Sotheby’s smashed the auction record for a work by Yoshitomo Nara.

Wallace Ludel
Oct 7, 2019 4:23PM, via Sotheby’s

Yoshitomo Nara, Knife Behind Back, 2000. Courtesy Sotheby’s.

With protests raging just outside of the auction house, a monumental painting titled Knife Behind Back (2000) by the Japanese artist Yoshitomo Nara sold at Sotheby’s in Hong Kong on Sunday for HK$195,696,000, or US$24.9 million, eclipsing the artist’s previous auction record of $4.4 million set at Christie’s in May of this year. Measuring more than seven feet by six feet, Knife Behind Back was the largest work by Nara ever sold at auction. The lot, which arrived at the auction block with an on-request pre-sale estimate of more than HK$50 million ($6.4 million), was eventually won after a 10-minute battle between 6 phone bidders.

The painting was executed in a pivotal year for the artist—he had been living in Germany since 1988, and 2000 was the year he returned to Japan. It’s also an early work in what is now considered to be the painter’s signature style. The consigner purchased it from Nara’s longtime gallery Blum & Poe.

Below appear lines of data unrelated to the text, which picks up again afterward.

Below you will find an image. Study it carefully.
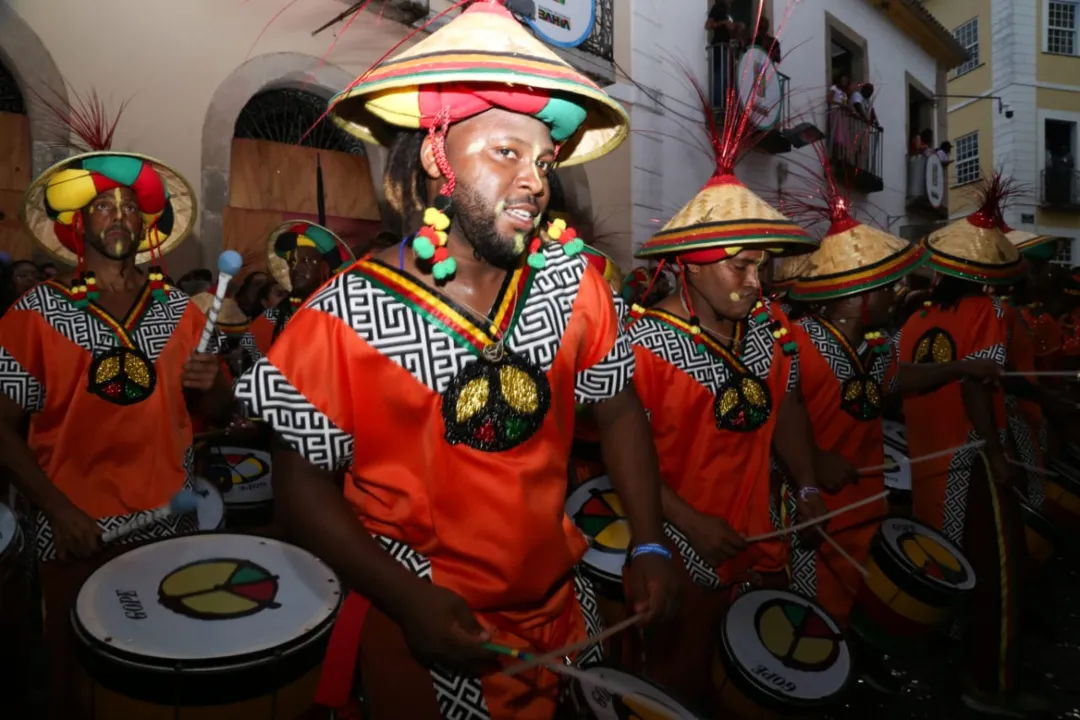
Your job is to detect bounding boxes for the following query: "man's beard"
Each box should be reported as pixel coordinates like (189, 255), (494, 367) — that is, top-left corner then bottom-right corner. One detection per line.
(90, 225), (139, 260)
(452, 183), (526, 270)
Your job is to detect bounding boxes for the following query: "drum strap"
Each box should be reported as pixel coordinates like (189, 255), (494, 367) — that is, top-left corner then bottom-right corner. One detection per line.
(315, 591), (371, 709)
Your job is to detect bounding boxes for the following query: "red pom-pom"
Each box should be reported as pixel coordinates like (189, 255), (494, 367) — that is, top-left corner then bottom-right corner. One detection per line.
(432, 246), (450, 262)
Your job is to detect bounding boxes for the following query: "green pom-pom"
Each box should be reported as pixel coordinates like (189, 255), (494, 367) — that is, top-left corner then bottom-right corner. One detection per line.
(74, 298), (89, 308)
(694, 343), (706, 354)
(783, 341), (798, 355)
(86, 290), (100, 301)
(563, 238), (585, 256)
(413, 236), (435, 260)
(751, 313), (767, 326)
(152, 289), (167, 302)
(432, 257), (457, 280)
(528, 251), (547, 269)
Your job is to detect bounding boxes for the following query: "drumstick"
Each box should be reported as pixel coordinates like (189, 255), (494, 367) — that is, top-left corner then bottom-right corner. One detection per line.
(100, 491), (199, 544)
(859, 440), (986, 474)
(197, 250), (244, 353)
(503, 613), (646, 677)
(533, 660), (689, 718)
(1002, 371), (1080, 378)
(745, 491), (890, 543)
(815, 527), (869, 579)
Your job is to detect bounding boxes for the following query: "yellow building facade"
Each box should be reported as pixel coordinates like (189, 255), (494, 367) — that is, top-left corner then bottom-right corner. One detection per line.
(925, 0), (1080, 260)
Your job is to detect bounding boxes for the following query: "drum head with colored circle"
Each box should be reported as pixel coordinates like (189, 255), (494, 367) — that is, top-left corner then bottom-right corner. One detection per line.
(722, 590), (851, 705)
(882, 420), (908, 453)
(882, 446), (912, 492)
(0, 503), (17, 556)
(205, 445), (273, 506)
(575, 665), (702, 720)
(565, 476), (628, 588)
(74, 534), (341, 665)
(193, 476), (225, 530)
(879, 518), (975, 591)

Liu Ye, Smoke, 2001–02. Courtesy Sotheby’s

Nara’s painting was the biggest lot what was a successful sale for Sotheby’s. The 34-lot evening sale of contemporary art brought in a total of HK$538 million (US$68.6 million), far greater than its pre-sale high estimate of HK$408m (US$52 million). An auction record was also set for Chinese painter Liu Ye, whose work Smoke (2001–02) sold for HK$52 million (US$6.6 million), surpassing his previous high mark of $5.5 million, which was also set at Sotheby’s Hong Kong in 2013.